The climate is rapidly changing in the Arctic, and further changes are expected. Weather variability in time and space is marked, and climate projections have large uncertainties. Detailed information on spatial and temporal variability of weather and snow is required to assess quantitatively climate change effects on tundra ecosystems.
Variability of weather and climate
It is often said that “Weather is what you get; Climate is what you expect.” This reflects the fact that weather changes over short periods of time or distances, but climate represents the average of the weather over long time and some spatial extent. For example, the World Meteorological Organization recommends minimum 30 years for describing climate. Weather variability in time and space are particularly marked in Varanger and Svalbard, due to the topography and the climatic gradients between coastal and inland areas. In Arctic environments snow and ice are critical elements of the weather and climate variability. They have many direct and indirect effects on different components of the ecosystems.
The two COAT regions represent different climate contexts. For example, summer temperatures on Varanger are around 10 C, which explain why the treeline is located on the southern part of the peninsula, whereas summer temperatures on Svalbard are a few degrees colder. Rain on snow (ROS) events on Svalbard can form thick layers of ice (up to 10 cm) on the ground persisting for the whole winter, whereas ice layers are also present on Varanger but are thinner and located at different depths. However, we lack detailed information on weather and snow variability in Varanger and Svalbard. The very few weather stations that exist are located along the coast line and stations in inland areas are absent. This makes it difficult to describe and understand the complex physical processes linking snow cover and structure to weather parameters.
Figure 1. Annual mean air temperature at Svalbard Airport. The thick bold line is filtered data and shows long-term variability at a decadal scale.
Figure 2. Estimated temperature change (degC) in Longyearbyen from 1971-2000 to 2071-2100. Estimates are based on results from Global Climate Models, Regional Climate Models and Empirical Statistical Downscaling. Values are given for three emission scenarios (RCPs).

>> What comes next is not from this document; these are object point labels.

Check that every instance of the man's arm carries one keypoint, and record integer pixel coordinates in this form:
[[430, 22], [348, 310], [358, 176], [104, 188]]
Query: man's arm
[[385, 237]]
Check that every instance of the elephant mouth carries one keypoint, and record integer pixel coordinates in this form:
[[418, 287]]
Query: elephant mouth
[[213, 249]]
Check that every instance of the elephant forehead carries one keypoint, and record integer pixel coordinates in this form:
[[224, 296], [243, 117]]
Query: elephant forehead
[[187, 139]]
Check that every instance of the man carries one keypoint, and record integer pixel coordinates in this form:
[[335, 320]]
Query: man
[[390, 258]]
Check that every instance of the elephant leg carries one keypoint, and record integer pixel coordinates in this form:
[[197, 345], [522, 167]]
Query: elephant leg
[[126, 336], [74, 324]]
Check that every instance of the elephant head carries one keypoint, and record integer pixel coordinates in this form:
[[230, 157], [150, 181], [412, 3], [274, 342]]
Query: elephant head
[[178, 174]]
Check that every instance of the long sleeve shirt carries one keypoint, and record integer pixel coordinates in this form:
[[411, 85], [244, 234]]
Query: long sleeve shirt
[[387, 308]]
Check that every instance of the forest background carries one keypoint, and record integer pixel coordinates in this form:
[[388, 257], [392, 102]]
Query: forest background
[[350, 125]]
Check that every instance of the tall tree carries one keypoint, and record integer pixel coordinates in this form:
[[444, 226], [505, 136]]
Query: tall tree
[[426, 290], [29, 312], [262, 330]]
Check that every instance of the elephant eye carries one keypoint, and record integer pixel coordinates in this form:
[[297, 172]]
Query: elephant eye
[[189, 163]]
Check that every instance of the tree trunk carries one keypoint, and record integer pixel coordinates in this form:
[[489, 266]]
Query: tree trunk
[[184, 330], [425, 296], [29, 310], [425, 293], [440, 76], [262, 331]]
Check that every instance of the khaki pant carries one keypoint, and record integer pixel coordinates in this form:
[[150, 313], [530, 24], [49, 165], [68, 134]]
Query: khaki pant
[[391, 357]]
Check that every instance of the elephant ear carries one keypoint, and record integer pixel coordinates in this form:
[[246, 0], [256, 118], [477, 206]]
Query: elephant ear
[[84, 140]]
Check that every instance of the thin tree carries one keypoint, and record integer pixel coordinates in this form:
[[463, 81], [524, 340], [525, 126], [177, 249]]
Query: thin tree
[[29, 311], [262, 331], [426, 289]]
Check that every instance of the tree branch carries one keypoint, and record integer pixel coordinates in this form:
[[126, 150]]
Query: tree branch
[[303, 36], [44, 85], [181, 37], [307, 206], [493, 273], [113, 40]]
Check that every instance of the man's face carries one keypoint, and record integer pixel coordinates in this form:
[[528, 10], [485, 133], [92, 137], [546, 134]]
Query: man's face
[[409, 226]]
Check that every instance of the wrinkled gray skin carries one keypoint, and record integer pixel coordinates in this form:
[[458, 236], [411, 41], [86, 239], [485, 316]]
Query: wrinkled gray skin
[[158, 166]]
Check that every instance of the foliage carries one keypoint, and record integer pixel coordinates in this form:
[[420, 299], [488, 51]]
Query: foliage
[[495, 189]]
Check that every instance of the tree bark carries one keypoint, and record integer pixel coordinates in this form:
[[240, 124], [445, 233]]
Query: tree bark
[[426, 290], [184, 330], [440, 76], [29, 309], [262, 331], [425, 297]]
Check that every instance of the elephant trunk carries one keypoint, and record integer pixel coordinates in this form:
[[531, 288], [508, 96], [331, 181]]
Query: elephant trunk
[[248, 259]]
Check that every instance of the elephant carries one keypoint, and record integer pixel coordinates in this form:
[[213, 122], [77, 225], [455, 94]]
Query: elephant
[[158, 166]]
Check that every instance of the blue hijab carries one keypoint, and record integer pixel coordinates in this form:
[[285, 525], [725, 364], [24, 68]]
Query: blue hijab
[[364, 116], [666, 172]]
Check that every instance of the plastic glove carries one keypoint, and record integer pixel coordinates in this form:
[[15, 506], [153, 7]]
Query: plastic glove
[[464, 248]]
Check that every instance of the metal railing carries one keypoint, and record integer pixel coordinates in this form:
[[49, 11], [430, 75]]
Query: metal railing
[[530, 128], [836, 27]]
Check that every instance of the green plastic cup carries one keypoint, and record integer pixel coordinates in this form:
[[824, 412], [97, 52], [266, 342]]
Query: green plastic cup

There is a large uncertainty regarding climate projections for the coming decades. We therefore need detailed information on spatial and temporal variability of weather and snow to assess quantitatively how climate change affect and will affect tundra ecosystems.
Management relevance
Weather is directly relevant for managed herbivore species such as reindeer, moose, willow/rock ptarmigan and geese. Snow and ice conditions influence strongly how much and where reindeer and moose access vegetation during winter, influencing their winter survival and body condition in spring. Weather conditions during egg laying and brood rearing are important factors for the reproductive success of ptarmigans. Earlier availability of nesting sites can increase goose reproductive success. Temperature and precipitation in the summer influence vegetation productivity and timing of plant growth. Climate thus affects herbivorous animals indirectly by modifying food availability.
Snow/ice conditions play an important indirect role for a managed predator: the arctic fox. Snow and ice conditions during winter are likely to be critical drivers of fox resource availability; lemmings and vole on Varanger and reindeer carcasses on Svalbard. Resource availability is, in turn, an important determinant of arctic fox reproduction.
In COAT, all climate effects on food webs are addressed in the respective food web modules.
Monitoring methods
Weather will be monitored using new weather stations situated inland that will complement existing stations on the coast and these will be part of the network operated by the Norwegian meteorological Institute. These stations will measure air and soil temperature, wind direction and speed, snow depth, air humidity and radiation on an hourly basis, and will be accessible in real time.
Snow conditions will be assessed by digging snow pits in March/April, focusing on structure of the snow cover and in particular, the presence and thickness of ice layers on the ground and in the snow column. Snow cover will be estimated at a larger spatial scale by using remote sensing, such as the MODIS snow products. Time of snowmelt will be measured by using temperature data loggers on the ground. These measurements will be important for calibrating landscape snow models fitted using the data provided by the weather stations.